Manawa Nui – the beginning of a journey
When Meg Matthews won a place on the 2015 Ngāi Tahu Manawa Nui programme, it signalled a journey of personal discovery and a positive start to a career in governance.
Meg (Ngāi Tahu), is now an associate director of Ngāi Tahu Property through the programme and she was recently appointed as an associate director of Nelson’s Cawthron Institute, New Zealand’s largest independent science organisation. It’s a position she’s excited about.
“I feel privileged to be given the opportunity to join the Cawthron board,” she says.
“The Cawthron organisation is an exciting story of history, vision, leadership and ground-breaking scientific research that benefits the primary industries of New Zealand.”
Meg’s personal journey though, began more than a decade ago when her mother, Suzanne Sanderson became interested in genealogy and discovered that the family had whakapapa connections to Te Rau Aroha Marae in Bluff.
“I was not brought up as Māori so this is a new journey for me and I have a lot to catch up on,” she says.
“But the Manawa Nui programme gives me the chance to gain on two fronts – to learn more about my Ngāi Tahu heritage and to receive mentoring from a governance perspective. The Ngāi Tahu Property directors have extensive governance experience which they’re willing to share with me.”
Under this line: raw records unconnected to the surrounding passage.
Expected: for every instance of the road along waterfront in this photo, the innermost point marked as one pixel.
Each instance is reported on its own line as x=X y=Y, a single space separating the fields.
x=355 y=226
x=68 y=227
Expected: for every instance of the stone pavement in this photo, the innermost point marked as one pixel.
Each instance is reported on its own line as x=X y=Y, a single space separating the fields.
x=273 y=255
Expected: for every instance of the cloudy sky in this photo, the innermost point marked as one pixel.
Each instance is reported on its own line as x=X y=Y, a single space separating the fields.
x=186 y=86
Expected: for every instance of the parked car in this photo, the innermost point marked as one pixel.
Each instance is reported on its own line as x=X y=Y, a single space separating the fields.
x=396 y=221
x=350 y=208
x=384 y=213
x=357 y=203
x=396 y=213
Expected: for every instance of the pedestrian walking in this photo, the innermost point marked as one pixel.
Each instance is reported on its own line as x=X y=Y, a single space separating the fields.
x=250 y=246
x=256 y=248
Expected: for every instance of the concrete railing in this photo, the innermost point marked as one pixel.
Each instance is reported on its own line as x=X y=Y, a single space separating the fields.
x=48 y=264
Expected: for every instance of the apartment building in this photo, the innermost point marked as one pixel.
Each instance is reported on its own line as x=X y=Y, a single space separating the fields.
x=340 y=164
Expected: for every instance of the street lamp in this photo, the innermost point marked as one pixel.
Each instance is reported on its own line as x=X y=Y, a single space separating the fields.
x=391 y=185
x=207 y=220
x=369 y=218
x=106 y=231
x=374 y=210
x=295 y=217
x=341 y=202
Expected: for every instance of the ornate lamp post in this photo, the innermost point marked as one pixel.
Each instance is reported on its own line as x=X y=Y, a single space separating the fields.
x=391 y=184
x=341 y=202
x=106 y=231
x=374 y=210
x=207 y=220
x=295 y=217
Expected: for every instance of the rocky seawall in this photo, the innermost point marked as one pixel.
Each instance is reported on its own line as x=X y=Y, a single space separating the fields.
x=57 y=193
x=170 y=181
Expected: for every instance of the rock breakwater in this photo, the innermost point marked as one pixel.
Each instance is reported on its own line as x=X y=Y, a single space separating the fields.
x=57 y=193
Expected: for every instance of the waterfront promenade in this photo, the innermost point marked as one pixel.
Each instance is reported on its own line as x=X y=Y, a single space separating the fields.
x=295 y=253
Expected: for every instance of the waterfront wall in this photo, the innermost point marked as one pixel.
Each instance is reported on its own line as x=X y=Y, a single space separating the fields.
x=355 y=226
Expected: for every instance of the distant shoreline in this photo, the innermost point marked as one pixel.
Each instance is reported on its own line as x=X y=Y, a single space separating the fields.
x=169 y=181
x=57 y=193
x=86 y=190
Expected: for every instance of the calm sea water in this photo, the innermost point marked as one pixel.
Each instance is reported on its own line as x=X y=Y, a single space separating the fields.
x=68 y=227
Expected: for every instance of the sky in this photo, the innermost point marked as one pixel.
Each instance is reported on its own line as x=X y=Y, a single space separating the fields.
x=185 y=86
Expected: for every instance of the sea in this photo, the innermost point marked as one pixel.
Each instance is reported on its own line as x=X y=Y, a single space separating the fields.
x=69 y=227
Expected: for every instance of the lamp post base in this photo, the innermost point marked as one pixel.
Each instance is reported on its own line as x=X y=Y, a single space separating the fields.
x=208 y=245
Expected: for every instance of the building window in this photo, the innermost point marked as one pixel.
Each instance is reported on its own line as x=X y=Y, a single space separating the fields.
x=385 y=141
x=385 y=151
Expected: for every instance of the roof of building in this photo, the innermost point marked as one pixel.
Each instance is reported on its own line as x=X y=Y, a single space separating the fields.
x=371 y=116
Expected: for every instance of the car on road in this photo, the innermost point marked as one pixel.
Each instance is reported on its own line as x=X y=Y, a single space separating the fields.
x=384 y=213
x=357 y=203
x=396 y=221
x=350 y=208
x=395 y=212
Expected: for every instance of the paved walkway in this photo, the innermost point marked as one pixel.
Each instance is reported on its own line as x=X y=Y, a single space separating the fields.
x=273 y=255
Much of Meg’s previous career experience has been within the tourism industry. She began work as a qualified accountant for Deloittes in Auckland in 1994 before switching to Air New Zealand, where, over a 13-year period she held a number of different positions in corporate finance, HR and marketing, culminating in head of marketing for Australasia.
When the opportunity to combine creative and commercial interests presented itself, Meg jumped at the chance and became chief executive of the World of Wearable Art. She shifted to Nelson with her husband and two primary school-age children and spent two years working on international strategy for the organisation.
Now, as part of Manawa Nui, Meg is focussed on her governance career and is excited about the possibilities the two-year programme offers.
“You’re never too old to learn and I’d like to find out more about my heritage, and learning te reo Māori is an important part of that.
“I’ve been inspired by my involvement with Ngāi Tahu so far. There are some impressive people within the iwi and I’m excited to learn from them. Everyone has been incredibly welcoming to me, true to the Ngāi Tahu values of whanāungatanga ,” she says.
Meg is also a director of the Wellington-based Footnote Dance Company, a director of the Nelson Basketball Association and she is on the Board of trustees of Appleby Primary School.